Cuando escuchamos atentamente a los hombres hablar de su sexualidad, la imagen simple y mecánica que solemos tener se desvanece. Lo que aparece no es un impulso lineal, sino un entramado delicado de emociones: deseo mezclado con miedo, atracción mezclada con vergüenza, búsqueda de conexión envuelta en defensas.
El psicoanalista Michael Bader ofrece una clave fundamental para entender esta complejidad: la excitación sexual masculina siempre contiene miedo. No un miedo consciente, sino uno que se cuela dentro del deseo y que la fantasía intenta regular. La fantasía es, para muchos hombres, un refugio emocional: allí pueden excitarse sin exponerse, sentir sin sentirse evaluados. En ese espacio controlan el guion, la distancia y la intensidad. No es un capricho erótico: es una manera de sostener el deseo cuando la intimidad se vuelve demasiado amenazante.
Esto explica por qué tantos hombres sostienen fantasías que no coinciden con su vida real o que incluso les avergüenzan.
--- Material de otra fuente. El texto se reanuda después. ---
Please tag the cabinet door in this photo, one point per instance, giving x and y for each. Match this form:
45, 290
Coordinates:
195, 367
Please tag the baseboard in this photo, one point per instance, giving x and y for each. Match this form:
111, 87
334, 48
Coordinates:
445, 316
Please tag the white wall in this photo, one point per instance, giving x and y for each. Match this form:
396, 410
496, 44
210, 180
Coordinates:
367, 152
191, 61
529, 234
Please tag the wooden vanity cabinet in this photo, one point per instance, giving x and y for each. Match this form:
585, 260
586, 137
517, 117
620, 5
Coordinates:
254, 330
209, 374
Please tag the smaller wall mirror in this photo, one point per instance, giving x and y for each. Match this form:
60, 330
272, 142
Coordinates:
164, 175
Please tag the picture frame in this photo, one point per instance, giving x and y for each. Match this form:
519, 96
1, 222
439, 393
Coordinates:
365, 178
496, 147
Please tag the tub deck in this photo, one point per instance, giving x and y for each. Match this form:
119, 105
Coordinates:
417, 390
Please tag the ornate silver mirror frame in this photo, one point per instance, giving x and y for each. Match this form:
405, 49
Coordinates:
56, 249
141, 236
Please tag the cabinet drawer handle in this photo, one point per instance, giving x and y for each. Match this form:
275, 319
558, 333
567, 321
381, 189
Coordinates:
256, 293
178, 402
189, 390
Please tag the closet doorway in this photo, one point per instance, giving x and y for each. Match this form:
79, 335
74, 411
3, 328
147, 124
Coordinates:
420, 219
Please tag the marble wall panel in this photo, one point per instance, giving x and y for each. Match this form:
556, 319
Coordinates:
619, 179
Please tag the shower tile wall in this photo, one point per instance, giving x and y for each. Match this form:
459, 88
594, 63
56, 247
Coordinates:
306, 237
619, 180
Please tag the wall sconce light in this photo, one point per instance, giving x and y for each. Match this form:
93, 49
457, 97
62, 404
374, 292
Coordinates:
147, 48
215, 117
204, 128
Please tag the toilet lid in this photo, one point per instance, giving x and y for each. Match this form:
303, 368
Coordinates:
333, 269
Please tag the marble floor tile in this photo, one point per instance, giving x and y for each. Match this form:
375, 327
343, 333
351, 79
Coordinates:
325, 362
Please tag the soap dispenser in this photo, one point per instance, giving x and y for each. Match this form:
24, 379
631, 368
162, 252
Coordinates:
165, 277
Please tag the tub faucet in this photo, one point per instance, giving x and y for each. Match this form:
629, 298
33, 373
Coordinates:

No hablan de perversión, sino de defensas afectivas: la fantasía permite sentir sin quedar vulnerables.
La vulnerabilidad es, justamente, el punto ciego más profundo. David Schnarch, desde su trabajo sobre intimidad y diferenciación del self, muestra cómo la sexualidad en la pareja confronta a los hombres con la exposición emocional: ser vistos, ser deseados, depender del otro.
Por eso muchos funcionan bien en encuentros casuales, pero se bloquean en relaciones significativas: la intimidad activa un miedo que el cuerpo traduce en inhibición del deseo, pérdida de erección o ansiedad anticipatoria. No es falta de atracción; es exceso de vulnerabilidad.
A todo esto se suma un guion cultural que la investigadora Shere Hite describió con precisión: el mandato masculino del rendimiento. La idea de que el valor sexual del hombre depende de durar, responder, penetrar, “cumplir”. Este modelo genera una sexualidad vigilada, evaluada, tensa.
Bajo ese peso, la sexualidad deja de ser experiencia y se convierte en examen. Y la vergüenza —esa vergüenza silenciosa que aparece cuando un hombre siente que no está a la altura— se transforma en la emoción que más inhibe el deseo.
Muchos hombres buscan entonces espacios donde no haya evaluación: pornografía, encuentros rápidos, fantasías rígidas, incluso conductas compulsivas. Desde fuera parecen exceso; desde dentro son intentos de regular afectos que no saben nombrar: ansiedad, soledad, vacío, miedo a fallar. La compulsión sexual no busca placer: busca alivio.
La terapia, en este contexto, no es enseñar técnica ni reorganizar conductas. Es ayudar al hombre a desarmar el miedo que se esconde dentro del deseo, a entender su fantasía como un mapa emocional —como diría Bader— y no como un defecto. Es trabajar la capacidad de sostener intimidad sin que el vínculo se sienta como una amenaza, en la línea de lo que propone Schnarch. Es desmontar el mandato de rendimiento que describe Hite y reemplazarlo por la posibilidad de conexión real.
Porque, en el fondo, debajo de todos los síntomas y defensas, los hombres buscan lo mismo que todos: conexión sin miedo. Ser deseados sin tener que ser perfectos. Un espacio donde la vulnerabilidad no implique peligro.
Y cuando eso ocurre —cuando un hombre puede estar presente sin esconderse detrás de la fantasía ni protegerse del vínculo— la sexualidad cambia. No se vuelve solo más funcional. Se vuelve más auténtica.
Y en esa autenticidad aparece algo más profundo que la excitación: aparece la posibilidad de intimidad verdadera.